The move could help remedy Uber’s shortage of drivers and tackle the surge pricing problem while helping cab drivers find more fares. It could be an uneasy alliance, however, given that the taxi industry has opposed ride-sharing apps in the past.
“The companies that tore up this industry need this more than the drivers do. Drivers can hold out on 1 – 2 more fares but cannot settle for a biz model that underpays drivers, fires them at will & guts full-time work. So it’s time to negotiate,” said New York Taxi Workers Alliance executive director Bhairavi Desai. “If Uber and Curb think they can slide in with a payment structure that’s broken for Uber drivers and piece it together on the backs of yellow cab drivers, they’re in for a sobering surprise.”
Update 12: 30PM ET: This post has been updated with quotes from the New York Taxi Workers Alliance. The full statement is below.
Statement from NYTWA Executive Director Bhairavi Desai:
On Uber – Yellow Cab Deal
The companies that tore up this industry need this more than the drivers do. Drivers can hold out on 1 – 2 more fares but cannot settle for a biz model that underpays drivers, fires them at will & guts full-time work. So it’s time to negotiate.
After its business model has shown the failures to protect drivers from ridership downturns and rising gas prices, Uber is returning to its roots: yellow cabs.
First, this should settle once and for all the question of maintaining the vehicle cap.
Second, the fare structure that is not enough for Uber drivers is also not going to be enough for yellow cab drivers who have higher expenses such as the medallion payment and higher car costs as a new one must be hacked up every six years. To start with:
Uber – and Lyft and the taxi meter – need to implement a fuel surcharge immediately in NYC for all drivers.
Yellow cab drivers must be paid the metered rate and after 10 long years without a raise – that meter needs to go up.
The TLC-regulated App driver payment rates used to pay drivers under this program need to be adjusted to the increase in operating expenses since they were set 4 years ago. Drivers need to be paid whichever is higher – either 85% of what the passenger pays or 100% of the TLC-regulated rates.
Uber and yellow cab drivers need Just Cause protection so drivers can not be fired without warning or reason as the means for the company to control supply.
Here are some sample fares comparing what drivers would earn on the meter vs. under the proposed rates.

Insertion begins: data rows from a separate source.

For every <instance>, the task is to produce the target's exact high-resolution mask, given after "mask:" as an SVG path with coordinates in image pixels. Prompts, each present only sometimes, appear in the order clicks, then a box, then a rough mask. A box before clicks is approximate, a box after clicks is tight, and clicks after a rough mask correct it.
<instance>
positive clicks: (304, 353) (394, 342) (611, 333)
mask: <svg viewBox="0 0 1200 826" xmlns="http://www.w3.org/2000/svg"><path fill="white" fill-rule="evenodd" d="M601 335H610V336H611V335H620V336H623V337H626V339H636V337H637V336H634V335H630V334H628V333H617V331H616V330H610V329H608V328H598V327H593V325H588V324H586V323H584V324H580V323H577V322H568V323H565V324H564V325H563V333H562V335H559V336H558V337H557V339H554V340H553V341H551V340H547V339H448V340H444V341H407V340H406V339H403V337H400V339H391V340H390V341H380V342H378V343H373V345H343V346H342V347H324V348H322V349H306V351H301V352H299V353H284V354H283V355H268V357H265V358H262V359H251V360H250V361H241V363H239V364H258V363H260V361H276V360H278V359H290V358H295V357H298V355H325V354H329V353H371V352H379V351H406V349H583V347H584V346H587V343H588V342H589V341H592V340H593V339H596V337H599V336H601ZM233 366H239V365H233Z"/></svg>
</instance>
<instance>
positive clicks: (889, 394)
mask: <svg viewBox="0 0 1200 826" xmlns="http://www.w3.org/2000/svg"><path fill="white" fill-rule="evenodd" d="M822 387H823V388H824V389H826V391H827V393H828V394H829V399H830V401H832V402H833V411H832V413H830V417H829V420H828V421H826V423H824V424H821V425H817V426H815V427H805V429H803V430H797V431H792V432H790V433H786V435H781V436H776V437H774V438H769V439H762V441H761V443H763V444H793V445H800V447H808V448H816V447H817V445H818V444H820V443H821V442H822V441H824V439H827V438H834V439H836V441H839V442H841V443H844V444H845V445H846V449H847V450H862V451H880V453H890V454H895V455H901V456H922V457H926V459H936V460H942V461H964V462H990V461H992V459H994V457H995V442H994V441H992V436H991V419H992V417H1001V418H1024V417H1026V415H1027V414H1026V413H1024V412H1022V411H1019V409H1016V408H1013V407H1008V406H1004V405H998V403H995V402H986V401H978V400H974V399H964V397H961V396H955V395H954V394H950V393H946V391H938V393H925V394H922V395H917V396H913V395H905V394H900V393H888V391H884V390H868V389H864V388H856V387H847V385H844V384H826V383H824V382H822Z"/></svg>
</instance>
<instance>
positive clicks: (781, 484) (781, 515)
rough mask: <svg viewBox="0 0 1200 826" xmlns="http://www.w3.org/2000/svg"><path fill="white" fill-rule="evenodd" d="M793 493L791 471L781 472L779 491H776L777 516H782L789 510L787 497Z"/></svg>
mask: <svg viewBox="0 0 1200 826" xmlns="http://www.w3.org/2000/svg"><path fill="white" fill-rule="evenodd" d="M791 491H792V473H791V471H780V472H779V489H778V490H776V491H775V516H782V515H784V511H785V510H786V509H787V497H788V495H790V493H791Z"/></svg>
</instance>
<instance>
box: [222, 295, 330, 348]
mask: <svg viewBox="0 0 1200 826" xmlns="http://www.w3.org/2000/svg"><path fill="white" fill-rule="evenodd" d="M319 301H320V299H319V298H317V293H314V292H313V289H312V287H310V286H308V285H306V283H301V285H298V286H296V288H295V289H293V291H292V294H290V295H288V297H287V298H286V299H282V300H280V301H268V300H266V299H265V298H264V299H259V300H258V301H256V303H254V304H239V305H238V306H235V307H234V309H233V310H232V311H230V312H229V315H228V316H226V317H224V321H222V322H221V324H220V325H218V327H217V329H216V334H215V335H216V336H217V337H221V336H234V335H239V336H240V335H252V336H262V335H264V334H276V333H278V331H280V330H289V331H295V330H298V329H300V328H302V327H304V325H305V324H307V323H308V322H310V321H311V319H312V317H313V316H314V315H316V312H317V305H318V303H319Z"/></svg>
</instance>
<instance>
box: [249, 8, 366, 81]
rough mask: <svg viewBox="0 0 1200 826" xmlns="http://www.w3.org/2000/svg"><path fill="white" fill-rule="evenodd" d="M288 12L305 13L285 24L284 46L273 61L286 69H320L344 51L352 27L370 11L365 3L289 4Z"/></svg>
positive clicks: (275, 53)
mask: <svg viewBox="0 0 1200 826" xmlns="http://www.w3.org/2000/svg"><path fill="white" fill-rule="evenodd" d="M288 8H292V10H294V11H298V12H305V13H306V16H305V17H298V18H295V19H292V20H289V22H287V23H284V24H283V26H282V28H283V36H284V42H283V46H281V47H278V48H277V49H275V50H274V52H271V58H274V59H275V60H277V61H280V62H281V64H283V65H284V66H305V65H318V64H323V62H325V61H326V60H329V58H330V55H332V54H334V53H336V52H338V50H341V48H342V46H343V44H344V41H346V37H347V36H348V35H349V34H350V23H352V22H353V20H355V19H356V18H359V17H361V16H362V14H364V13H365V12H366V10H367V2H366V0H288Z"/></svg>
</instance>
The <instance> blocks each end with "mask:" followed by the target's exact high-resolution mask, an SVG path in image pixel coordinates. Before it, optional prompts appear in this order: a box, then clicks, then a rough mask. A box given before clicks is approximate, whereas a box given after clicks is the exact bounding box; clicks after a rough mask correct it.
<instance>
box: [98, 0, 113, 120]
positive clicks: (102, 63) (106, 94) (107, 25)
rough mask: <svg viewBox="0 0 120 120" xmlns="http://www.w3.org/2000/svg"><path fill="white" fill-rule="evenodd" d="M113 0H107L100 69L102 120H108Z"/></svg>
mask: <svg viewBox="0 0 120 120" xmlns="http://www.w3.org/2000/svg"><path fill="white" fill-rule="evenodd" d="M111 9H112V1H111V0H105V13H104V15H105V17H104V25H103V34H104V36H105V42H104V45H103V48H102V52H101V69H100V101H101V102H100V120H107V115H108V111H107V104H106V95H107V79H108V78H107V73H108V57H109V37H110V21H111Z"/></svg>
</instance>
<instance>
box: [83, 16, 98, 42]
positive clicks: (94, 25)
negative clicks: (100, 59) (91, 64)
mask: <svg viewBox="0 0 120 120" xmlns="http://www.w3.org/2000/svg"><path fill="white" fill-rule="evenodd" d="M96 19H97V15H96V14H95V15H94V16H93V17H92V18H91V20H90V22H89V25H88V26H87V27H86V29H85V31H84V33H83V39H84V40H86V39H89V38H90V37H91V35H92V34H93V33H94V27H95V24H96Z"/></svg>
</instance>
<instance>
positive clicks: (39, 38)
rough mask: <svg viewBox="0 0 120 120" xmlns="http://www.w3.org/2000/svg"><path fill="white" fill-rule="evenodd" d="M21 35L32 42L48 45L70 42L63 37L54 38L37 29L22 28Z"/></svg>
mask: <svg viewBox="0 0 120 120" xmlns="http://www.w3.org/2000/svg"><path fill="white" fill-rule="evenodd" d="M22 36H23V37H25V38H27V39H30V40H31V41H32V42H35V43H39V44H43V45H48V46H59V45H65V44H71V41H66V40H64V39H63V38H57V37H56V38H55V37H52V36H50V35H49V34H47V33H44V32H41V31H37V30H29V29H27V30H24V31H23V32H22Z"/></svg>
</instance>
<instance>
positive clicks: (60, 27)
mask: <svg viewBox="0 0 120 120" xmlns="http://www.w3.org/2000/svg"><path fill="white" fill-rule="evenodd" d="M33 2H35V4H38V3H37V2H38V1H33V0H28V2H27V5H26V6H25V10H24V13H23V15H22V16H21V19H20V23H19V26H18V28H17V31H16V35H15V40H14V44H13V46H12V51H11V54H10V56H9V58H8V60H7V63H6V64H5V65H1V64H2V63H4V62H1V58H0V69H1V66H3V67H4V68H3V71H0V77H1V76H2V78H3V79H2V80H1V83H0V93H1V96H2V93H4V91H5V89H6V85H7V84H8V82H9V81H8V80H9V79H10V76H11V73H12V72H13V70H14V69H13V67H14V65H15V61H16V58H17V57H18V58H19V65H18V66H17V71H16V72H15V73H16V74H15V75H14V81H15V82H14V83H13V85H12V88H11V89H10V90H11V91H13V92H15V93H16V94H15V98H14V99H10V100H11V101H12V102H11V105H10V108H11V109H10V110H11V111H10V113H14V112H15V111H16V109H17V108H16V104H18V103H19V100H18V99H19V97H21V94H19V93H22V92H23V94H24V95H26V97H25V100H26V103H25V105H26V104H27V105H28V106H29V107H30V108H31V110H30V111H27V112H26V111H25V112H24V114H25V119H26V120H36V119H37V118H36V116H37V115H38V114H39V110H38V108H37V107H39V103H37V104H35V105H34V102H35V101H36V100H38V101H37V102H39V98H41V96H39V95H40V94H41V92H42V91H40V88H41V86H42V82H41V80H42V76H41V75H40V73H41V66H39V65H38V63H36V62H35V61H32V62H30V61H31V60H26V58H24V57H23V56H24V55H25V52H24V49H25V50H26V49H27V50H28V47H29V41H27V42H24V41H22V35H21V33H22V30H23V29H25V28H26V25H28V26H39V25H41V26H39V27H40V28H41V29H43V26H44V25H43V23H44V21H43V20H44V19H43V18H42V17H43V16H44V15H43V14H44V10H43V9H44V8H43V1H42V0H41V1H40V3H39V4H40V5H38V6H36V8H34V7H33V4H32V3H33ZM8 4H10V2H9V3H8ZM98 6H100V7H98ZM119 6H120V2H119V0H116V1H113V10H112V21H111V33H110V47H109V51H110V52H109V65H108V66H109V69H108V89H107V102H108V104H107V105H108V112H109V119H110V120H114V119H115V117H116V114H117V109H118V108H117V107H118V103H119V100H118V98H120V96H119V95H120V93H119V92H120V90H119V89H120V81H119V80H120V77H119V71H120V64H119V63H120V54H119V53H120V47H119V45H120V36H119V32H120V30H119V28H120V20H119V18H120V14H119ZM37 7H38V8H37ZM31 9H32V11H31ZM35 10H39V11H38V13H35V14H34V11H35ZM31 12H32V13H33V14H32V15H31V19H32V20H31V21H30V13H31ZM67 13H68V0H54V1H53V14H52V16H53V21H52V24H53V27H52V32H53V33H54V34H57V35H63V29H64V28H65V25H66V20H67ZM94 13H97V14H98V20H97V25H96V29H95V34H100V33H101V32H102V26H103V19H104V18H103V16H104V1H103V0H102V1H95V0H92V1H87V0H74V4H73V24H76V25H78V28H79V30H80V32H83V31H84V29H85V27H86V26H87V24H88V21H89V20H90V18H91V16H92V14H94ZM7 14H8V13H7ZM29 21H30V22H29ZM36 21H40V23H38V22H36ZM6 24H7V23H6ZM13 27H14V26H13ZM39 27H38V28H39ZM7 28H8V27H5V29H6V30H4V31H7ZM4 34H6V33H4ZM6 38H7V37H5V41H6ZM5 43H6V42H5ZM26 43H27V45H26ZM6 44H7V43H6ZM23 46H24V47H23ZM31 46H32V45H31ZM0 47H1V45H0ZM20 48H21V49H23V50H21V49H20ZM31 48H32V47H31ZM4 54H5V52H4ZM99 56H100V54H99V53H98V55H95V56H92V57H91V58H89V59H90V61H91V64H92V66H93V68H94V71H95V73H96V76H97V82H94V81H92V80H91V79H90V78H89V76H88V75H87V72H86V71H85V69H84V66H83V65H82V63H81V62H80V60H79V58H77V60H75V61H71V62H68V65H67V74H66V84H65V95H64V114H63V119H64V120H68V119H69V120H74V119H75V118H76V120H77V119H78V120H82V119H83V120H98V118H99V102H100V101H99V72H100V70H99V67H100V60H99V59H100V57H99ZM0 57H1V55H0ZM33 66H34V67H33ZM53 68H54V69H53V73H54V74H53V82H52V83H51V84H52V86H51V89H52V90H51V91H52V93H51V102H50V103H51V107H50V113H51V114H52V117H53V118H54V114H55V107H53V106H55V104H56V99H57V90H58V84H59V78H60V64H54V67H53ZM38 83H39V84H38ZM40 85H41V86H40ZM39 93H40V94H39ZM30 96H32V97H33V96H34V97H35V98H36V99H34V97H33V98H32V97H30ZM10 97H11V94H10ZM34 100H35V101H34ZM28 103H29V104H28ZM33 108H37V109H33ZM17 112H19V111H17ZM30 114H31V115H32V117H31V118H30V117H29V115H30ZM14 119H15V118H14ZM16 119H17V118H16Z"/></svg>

Yellow cab drivers would be short-changed on average 15%.
Trip #1 (Manhattan short trip, rush hour)
Drop+Evening Rush hour (Taxi $3.50)
2 miles long (Taxi: $5.00; App: $2.32)
12 minutes long (App: $6.35)
4 minutes slow/stopped (Taxi: $2.00)
Taxi fare (surcharges, taxes excluded): $ 10.50
App-based Driver Pay: $8.67
Trip #2: Manhattan (East Side) to JFK Trip, non-rush hour
Taxi Fare: $52
17 miles (App: $19.78)
42 minutes (App: $22.22)
App-based Driver Pay: $42
Trip #3 Manhattan (West Village) to LGA, Night-time
Drop + Night Surcharge ($3.00)
12.8 miles long (Taxi: $32.00; App: $13.93)
35 minutes long (App: $18.52)
5 minutes slow/stopped: ($2.50)
Taxi Fare (surcharges, taxes excluded): $37.50
App-based Driver Pay: $32.45
If Uber and Curb think they can slide in with a payment structure that’s broken for Uber drivers and piece it together on the backs of yellow cab drivers, they’re in for a sobering surprise. Neither company will grow ridership without working out terms that work for drivers. We know who’s in the driver’s seat. And spoiler alert, it’s not a venture capitalist.